Kevin Seabury

Personal information
- Date of birth: 24 November 1973 (age 52)
- Place of birth: Shrewsbury, England
- Position: Defender

Senior career*
- Years: Team / Apps / (Gls)
- 1992–2002: Shrewsbury Town / 229 / (7)
- 2002: Dover Athletic / 15 / (2)
- 2002: Welling United / ? / (?)
- Total:  / 244 / (9)

= Kevin Seabury =

English footballer

Kevin Seabury (born 24 November 1973, in Shrewsbury) is an English former professional footballer, who most notably played for his home-town club Shrewsbury Town.

After leaving school, Seabury joined Shrewsbury Town, and was offered a professional contract at the start of the 1992/93 season.
Seabury was to stay with Shrewsbury for just under 10 years, making 206 league starts and scoring 9 league goals. In total he made 258 appearances in a Shrewsbury shirt (including cup games).
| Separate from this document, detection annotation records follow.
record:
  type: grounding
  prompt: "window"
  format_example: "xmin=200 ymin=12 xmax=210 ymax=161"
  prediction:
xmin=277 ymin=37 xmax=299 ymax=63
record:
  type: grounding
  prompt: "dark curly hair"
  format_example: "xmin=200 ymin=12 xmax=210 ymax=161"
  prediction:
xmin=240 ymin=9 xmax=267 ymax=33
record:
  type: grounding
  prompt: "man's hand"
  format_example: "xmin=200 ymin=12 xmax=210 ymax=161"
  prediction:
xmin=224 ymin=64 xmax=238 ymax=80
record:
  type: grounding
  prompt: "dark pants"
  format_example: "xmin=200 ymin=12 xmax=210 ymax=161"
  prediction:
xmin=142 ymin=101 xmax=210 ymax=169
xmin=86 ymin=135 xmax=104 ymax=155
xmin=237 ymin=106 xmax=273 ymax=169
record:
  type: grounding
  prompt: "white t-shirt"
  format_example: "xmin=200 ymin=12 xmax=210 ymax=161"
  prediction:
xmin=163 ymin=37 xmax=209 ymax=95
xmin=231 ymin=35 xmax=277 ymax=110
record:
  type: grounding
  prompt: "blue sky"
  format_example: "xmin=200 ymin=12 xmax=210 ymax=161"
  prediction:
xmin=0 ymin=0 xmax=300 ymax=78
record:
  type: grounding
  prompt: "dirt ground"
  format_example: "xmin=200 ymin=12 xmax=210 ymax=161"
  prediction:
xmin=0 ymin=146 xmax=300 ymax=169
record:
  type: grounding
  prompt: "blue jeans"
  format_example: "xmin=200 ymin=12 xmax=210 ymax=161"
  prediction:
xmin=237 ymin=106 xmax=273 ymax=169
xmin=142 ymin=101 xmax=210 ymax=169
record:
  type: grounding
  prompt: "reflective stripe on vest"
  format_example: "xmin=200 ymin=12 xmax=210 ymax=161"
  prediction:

In January 2002, Seabury transferred to Dover Athletic, where he made 15 appearances during the second half of the 2001/02 season, scoring 2 goals. He was to move to Welling United in July 2002 and captained the side during his stay there. After two seasons at Welling, Seabury had short stays at Hednesford Town and Bridgnorth Town before retiring from senior football in 2004.

Seabury married Victoria West at the Abbey Church, Shrewsbury in 2007.